「エセ棚卸し」にだまされるな Notes移行がうまくいかない理由:ナレッジ!? 情報共有…永遠の課題への挑戦
Notesからほかのグループウェアに移行する際に必ず出てくるのが「まずは棚卸しからです」というひとこと。でも、その棚卸し、本当に役に立ちましたか?
この記事は吉川日出行氏のブログ「ナレッジ!? 情報共有…永遠の課題への挑戦」より転載、編集しています。
グループウェア業界でIBMのNotesが草刈り場になっているようだ。さすがに取り残されたユーザーの我慢も限界にきたというところだろうか。

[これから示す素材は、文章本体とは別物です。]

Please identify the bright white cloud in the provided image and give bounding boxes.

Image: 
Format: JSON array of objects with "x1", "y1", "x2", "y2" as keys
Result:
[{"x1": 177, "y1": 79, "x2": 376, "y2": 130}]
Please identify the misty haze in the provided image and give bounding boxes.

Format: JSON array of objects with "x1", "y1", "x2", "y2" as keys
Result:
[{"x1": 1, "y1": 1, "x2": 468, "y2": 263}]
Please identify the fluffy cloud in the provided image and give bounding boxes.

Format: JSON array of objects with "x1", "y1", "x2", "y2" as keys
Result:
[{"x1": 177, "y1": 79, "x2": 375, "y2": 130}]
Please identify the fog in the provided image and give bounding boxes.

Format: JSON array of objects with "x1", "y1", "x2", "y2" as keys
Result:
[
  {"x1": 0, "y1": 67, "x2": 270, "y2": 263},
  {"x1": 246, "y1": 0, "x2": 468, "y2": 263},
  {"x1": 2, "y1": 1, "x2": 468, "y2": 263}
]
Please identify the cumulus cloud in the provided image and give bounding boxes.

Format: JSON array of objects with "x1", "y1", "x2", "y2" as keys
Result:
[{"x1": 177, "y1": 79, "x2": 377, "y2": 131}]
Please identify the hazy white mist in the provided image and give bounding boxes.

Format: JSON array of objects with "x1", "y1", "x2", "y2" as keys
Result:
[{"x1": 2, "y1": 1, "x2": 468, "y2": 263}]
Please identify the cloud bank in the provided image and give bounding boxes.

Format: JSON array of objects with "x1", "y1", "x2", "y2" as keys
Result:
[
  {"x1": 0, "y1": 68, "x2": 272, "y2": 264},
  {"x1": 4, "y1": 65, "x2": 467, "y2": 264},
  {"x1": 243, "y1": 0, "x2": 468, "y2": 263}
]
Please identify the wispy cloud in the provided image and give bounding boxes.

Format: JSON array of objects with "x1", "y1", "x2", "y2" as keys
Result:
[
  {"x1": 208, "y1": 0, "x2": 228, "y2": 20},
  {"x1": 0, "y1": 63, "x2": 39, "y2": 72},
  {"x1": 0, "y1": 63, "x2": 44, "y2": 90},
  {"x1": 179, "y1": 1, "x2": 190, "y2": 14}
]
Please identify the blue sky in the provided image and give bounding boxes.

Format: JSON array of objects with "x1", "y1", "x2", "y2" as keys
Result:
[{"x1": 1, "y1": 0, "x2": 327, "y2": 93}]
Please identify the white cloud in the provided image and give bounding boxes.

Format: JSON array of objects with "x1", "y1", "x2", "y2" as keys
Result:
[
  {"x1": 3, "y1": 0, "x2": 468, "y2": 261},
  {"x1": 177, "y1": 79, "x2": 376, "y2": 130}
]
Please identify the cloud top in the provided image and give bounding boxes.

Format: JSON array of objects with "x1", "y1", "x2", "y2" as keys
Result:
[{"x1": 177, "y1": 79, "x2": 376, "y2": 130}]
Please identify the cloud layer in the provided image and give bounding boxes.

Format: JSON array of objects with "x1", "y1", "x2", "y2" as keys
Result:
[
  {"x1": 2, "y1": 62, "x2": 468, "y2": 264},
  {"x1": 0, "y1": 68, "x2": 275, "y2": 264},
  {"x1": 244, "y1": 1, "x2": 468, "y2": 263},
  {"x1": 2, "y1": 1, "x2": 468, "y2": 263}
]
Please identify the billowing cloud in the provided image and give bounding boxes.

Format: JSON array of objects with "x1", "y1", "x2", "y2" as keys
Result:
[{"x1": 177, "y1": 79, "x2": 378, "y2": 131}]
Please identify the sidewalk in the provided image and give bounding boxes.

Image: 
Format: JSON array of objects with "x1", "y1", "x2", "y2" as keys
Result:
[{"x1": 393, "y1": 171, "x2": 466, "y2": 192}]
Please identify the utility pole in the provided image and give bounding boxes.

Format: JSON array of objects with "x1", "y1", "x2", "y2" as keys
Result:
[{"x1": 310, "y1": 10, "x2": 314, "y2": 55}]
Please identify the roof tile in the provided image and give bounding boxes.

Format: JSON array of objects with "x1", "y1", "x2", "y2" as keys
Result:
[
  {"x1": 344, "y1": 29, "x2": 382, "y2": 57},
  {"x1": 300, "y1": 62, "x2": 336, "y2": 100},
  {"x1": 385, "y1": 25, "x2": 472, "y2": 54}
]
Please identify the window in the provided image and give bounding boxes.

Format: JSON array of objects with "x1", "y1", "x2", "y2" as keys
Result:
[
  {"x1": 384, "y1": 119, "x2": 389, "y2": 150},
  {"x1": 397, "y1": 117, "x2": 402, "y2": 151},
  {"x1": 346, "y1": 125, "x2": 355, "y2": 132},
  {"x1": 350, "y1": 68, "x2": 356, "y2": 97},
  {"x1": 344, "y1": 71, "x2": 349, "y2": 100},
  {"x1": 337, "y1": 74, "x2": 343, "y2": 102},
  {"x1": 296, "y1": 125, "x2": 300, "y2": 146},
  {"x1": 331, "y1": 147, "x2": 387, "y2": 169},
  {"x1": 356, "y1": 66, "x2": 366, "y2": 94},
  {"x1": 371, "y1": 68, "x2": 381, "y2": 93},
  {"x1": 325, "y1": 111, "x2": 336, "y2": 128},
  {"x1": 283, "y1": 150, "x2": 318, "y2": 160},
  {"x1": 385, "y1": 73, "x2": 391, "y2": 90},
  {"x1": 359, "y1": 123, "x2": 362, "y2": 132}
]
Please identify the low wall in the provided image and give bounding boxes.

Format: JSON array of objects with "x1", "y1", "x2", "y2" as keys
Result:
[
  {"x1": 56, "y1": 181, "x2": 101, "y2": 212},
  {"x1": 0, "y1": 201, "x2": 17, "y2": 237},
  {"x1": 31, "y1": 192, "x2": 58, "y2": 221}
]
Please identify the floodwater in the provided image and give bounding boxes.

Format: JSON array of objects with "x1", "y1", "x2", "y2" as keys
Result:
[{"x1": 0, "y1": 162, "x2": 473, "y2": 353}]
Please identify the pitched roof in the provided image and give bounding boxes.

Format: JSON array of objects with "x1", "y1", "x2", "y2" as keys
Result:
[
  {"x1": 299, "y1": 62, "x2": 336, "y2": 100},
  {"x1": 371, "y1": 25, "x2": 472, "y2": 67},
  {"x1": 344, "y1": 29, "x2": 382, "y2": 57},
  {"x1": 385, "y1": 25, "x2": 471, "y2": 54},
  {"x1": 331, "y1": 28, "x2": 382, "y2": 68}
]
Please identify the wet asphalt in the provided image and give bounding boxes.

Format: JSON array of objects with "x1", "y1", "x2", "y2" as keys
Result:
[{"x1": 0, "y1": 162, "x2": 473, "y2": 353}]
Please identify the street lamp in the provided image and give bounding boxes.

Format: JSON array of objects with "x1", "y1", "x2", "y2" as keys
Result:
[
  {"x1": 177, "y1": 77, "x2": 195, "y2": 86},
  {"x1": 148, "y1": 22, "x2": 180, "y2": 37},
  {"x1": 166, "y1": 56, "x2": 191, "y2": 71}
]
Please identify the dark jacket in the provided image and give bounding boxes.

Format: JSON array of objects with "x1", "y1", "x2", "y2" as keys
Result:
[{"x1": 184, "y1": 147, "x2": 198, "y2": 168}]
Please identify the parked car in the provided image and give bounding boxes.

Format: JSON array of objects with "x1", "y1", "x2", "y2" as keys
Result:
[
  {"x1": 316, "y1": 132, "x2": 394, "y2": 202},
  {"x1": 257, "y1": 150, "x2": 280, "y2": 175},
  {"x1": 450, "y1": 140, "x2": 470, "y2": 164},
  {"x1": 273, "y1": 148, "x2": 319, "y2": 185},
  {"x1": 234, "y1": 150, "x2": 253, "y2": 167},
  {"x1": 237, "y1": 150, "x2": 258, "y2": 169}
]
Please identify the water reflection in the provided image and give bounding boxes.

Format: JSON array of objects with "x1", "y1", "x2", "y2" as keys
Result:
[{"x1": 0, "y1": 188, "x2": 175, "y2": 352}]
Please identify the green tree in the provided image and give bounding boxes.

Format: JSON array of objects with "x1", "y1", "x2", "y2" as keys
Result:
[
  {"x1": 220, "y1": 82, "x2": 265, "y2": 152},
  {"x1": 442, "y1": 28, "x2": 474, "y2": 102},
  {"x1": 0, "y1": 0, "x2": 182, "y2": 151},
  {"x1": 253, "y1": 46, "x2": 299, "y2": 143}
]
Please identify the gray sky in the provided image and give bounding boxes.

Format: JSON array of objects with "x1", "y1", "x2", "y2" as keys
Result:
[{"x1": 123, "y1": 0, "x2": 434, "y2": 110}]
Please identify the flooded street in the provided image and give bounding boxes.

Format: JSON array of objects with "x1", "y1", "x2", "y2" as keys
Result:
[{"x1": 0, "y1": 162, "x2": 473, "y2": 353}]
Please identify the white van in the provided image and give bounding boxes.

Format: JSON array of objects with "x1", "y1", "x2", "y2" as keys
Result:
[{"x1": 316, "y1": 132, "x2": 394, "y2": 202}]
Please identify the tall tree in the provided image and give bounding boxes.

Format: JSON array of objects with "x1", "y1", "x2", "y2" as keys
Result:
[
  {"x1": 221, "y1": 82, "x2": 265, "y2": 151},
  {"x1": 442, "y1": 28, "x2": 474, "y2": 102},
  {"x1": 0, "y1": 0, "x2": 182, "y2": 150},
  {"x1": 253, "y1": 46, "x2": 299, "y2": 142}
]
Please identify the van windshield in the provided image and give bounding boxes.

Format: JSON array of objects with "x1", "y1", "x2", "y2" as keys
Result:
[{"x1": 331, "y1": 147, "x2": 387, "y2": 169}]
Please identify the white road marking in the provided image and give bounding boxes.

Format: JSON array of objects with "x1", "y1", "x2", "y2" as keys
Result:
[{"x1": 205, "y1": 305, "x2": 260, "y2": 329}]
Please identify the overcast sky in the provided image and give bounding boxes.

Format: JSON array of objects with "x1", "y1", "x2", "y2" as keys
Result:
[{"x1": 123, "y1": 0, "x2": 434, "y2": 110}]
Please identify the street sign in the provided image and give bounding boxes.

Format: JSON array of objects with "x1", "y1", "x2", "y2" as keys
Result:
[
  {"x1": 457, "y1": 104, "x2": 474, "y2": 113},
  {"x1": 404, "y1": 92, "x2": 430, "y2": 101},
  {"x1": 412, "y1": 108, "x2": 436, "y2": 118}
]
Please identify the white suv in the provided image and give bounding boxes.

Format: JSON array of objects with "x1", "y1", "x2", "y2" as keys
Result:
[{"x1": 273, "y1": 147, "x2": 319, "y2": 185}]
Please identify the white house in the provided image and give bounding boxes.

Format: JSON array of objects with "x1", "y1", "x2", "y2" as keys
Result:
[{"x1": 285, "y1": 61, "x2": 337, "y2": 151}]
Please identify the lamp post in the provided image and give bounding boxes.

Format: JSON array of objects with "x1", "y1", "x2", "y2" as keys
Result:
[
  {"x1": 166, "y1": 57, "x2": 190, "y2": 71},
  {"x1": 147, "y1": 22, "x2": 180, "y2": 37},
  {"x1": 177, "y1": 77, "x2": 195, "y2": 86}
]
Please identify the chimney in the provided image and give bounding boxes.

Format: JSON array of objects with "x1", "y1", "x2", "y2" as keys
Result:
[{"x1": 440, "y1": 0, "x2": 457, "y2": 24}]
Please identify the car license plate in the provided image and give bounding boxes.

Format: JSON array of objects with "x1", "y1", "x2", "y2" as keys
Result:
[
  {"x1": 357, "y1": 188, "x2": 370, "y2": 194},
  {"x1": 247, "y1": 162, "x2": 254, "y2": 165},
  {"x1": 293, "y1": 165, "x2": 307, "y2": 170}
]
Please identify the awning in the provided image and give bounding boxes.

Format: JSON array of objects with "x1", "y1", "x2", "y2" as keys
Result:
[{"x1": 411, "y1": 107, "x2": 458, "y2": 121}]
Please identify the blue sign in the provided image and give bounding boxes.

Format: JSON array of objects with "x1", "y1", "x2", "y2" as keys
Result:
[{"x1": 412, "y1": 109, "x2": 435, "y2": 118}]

かつて、Notesの導入企業としてメディアに取り上げられた大企業も、こぞって他のグループウェアへ切り替えつつある。大物では残るは数社というところか。ただ、中堅企業ではまだ、Notesの廃止に踏み切れない企業も多いとも聞く。
Notesから他のグループウェアへ移行する際のポイントといえば、「既存資産の移行をどうするか」に尽きる。グループウェアの基本機能を再現するだけなら、新しいグループウェアへ切り替えても問題はない。しかしながら、Notesの上で共有している企業のノウハウや業務上のナレッジを移すとなると話は違ってくる。

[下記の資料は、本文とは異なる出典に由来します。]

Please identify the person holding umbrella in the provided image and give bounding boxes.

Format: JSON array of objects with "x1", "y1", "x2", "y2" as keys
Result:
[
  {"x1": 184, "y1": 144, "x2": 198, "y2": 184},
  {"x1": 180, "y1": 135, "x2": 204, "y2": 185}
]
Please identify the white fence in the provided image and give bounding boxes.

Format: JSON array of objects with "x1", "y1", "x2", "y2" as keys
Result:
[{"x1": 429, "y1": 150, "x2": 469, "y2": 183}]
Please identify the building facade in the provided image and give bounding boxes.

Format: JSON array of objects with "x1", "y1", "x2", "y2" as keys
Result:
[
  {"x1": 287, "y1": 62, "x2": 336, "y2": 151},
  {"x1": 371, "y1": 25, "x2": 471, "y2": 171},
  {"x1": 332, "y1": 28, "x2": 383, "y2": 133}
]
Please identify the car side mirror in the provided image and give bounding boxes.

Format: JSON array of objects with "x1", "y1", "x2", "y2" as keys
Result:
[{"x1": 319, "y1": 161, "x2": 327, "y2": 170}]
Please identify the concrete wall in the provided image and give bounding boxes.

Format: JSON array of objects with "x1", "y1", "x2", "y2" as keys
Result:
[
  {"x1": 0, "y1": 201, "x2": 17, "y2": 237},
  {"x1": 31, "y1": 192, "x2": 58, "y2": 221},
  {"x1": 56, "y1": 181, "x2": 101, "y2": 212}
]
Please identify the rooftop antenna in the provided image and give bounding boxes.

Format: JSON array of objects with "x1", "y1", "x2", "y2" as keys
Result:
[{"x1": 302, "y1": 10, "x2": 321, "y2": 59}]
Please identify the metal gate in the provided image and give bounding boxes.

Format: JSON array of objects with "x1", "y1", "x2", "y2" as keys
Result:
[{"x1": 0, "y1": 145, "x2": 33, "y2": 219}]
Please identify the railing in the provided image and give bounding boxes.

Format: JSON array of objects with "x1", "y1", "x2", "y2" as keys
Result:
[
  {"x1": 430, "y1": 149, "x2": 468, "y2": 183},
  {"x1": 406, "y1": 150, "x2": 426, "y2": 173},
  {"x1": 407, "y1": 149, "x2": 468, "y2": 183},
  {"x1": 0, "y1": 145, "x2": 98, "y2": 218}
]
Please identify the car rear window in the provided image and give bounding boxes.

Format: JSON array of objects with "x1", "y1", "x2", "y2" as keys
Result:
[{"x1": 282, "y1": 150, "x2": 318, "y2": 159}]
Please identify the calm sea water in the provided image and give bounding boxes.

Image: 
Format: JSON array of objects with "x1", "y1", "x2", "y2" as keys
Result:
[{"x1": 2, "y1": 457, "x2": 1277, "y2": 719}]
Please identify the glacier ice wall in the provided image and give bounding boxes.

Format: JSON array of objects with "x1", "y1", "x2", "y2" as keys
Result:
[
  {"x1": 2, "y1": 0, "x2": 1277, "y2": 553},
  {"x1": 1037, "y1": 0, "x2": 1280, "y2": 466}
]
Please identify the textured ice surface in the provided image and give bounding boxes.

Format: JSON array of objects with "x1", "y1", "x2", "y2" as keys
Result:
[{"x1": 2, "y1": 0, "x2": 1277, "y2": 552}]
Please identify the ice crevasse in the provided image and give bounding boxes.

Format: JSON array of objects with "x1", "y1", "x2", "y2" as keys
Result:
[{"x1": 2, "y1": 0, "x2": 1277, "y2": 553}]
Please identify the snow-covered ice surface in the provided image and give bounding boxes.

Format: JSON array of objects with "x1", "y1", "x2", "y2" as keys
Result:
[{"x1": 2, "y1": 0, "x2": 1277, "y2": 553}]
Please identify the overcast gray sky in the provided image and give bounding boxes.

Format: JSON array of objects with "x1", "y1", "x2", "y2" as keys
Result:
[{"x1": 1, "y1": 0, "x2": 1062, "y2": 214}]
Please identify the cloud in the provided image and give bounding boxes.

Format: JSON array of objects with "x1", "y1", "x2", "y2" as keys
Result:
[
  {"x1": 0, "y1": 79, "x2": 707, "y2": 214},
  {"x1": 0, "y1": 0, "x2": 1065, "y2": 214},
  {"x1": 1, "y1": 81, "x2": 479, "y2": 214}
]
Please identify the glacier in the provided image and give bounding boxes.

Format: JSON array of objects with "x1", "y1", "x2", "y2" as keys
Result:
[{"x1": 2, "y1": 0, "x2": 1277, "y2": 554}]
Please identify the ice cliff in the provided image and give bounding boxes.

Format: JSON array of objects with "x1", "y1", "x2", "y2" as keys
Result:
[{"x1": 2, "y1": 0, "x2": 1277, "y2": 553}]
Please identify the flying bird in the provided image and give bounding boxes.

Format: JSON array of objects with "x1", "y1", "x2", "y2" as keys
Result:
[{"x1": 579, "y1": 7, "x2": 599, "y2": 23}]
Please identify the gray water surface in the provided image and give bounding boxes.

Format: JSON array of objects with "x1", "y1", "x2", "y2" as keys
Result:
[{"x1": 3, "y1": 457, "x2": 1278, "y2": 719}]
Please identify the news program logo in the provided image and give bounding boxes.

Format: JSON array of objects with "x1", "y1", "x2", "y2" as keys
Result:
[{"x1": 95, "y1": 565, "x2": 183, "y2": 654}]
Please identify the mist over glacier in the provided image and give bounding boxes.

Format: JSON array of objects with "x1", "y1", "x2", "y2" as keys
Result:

蓄積された既存資産にあわせて「移行の是非」「移行先」「移行方法」「移行時期」などを1つひとつ見ていくことが必要だ。これがNotesデータベースの棚卸し作業になる。グループウェアベンダー各社も、ノーツマイグレーションを行うSIerも、皆、口をそろえて「Notesデータベースの棚卸し作業が重要だ」と言う。「まずは棚卸しからです」と最初に言うのだ。
それなのに、具体的な棚卸しの際の手法を確立しているSIerは皆無に近い。「棚卸し」と称して作成したExcelの一覧表を顧客につきつけて、「さあ、ここから移行するデータベースを選んでください」というだけのエンジニア、「ツールによるNotesデータベースの解析結果」がウリだと言うので結果を見てみたら、単に設計要素の数をExcelの表にして数が多い順にグループ化しただけのものを見せ、グループごとの移行工数を掛け算した見積を出す営業――。ノーツマイグレーション市場では、こういう人にばかり会う。

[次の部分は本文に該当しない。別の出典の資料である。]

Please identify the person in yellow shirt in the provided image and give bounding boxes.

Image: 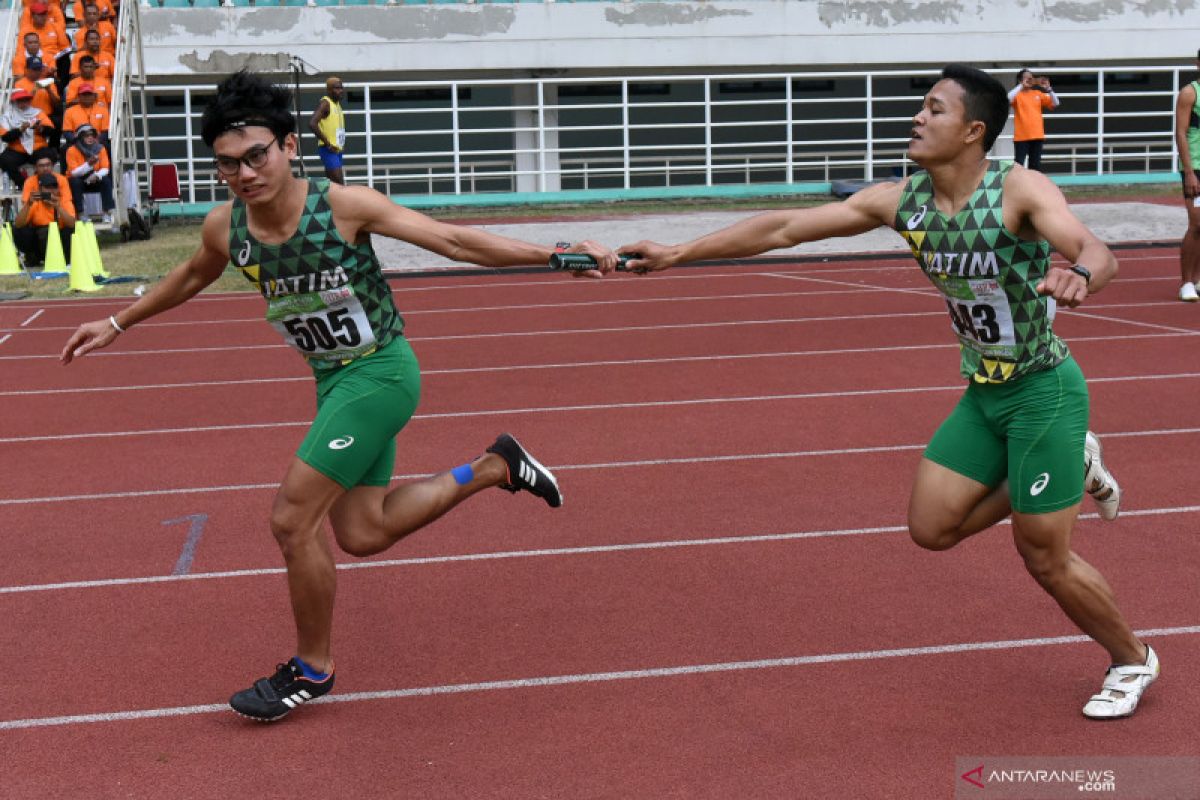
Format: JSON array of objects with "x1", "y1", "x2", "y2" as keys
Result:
[
  {"x1": 14, "y1": 148, "x2": 76, "y2": 269},
  {"x1": 308, "y1": 76, "x2": 346, "y2": 184},
  {"x1": 66, "y1": 123, "x2": 113, "y2": 223},
  {"x1": 73, "y1": 3, "x2": 117, "y2": 54},
  {"x1": 1008, "y1": 68, "x2": 1060, "y2": 172}
]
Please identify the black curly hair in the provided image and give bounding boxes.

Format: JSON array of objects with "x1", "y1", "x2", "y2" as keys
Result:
[{"x1": 200, "y1": 69, "x2": 295, "y2": 147}]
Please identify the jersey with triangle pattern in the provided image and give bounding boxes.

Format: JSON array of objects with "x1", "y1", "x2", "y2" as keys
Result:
[
  {"x1": 228, "y1": 178, "x2": 405, "y2": 375},
  {"x1": 895, "y1": 160, "x2": 1068, "y2": 384}
]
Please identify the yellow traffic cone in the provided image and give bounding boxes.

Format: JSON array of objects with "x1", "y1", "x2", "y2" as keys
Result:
[
  {"x1": 44, "y1": 221, "x2": 68, "y2": 273},
  {"x1": 85, "y1": 222, "x2": 110, "y2": 279},
  {"x1": 67, "y1": 227, "x2": 98, "y2": 292},
  {"x1": 0, "y1": 223, "x2": 20, "y2": 275}
]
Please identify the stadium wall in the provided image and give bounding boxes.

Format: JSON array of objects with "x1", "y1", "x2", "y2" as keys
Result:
[{"x1": 141, "y1": 0, "x2": 1200, "y2": 79}]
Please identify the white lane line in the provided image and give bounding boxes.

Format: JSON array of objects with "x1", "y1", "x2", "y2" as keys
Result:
[
  {"x1": 4, "y1": 330, "x2": 1191, "y2": 398},
  {"x1": 3, "y1": 503, "x2": 1197, "y2": 596},
  {"x1": 3, "y1": 374, "x2": 1200, "y2": 447},
  {"x1": 1067, "y1": 309, "x2": 1199, "y2": 335},
  {"x1": 763, "y1": 271, "x2": 942, "y2": 300},
  {"x1": 1, "y1": 624, "x2": 1195, "y2": 731},
  {"x1": 0, "y1": 334, "x2": 9, "y2": 347},
  {"x1": 19, "y1": 309, "x2": 44, "y2": 327}
]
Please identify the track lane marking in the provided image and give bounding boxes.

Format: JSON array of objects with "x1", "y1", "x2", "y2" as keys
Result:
[
  {"x1": 0, "y1": 498, "x2": 1195, "y2": 594},
  {"x1": 1, "y1": 625, "x2": 1195, "y2": 731}
]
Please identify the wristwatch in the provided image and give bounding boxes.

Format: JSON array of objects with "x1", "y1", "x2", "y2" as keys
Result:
[{"x1": 1069, "y1": 264, "x2": 1092, "y2": 286}]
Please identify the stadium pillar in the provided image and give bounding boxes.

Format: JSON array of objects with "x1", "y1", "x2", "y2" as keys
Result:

そんな安易な棚卸しでは、経営者もユーザーも納得しない。かくしてノーツマイグレーションプロジェクトは迷走する。
SIerは、長年に渡って蓄積された情報資産に対して、きちんと棚卸しの考え方を整理して提示すべきだ。例えば、われわれが棚卸しをする場合、再利用できるものは何か、一から共有し直したほうが良い情報はどんなものかを見極め、ためるものと周知するものはストックとフローとして分類する。
蓄積するものは、「FIXされた結果なのか」「検討経緯や過程こそが重要なのか」といった情報の性格によって適するプラットフォームが異なる。更新頻度は多いのか少ないのか、更新者は単独か複数か、それによっても共有形態は変わってくる。フローコンテンツにしても、展示することが目的なのか、回覧・周知することが目的なのかによって適したソリューションは異なり、回覧・周知が目的の場合はグループウェア以外のツールに適したものがある。
安易にベンダーやSIerの営業の口車に乗ってムダな「エセ棚卸し」で迷走しないようご注意を。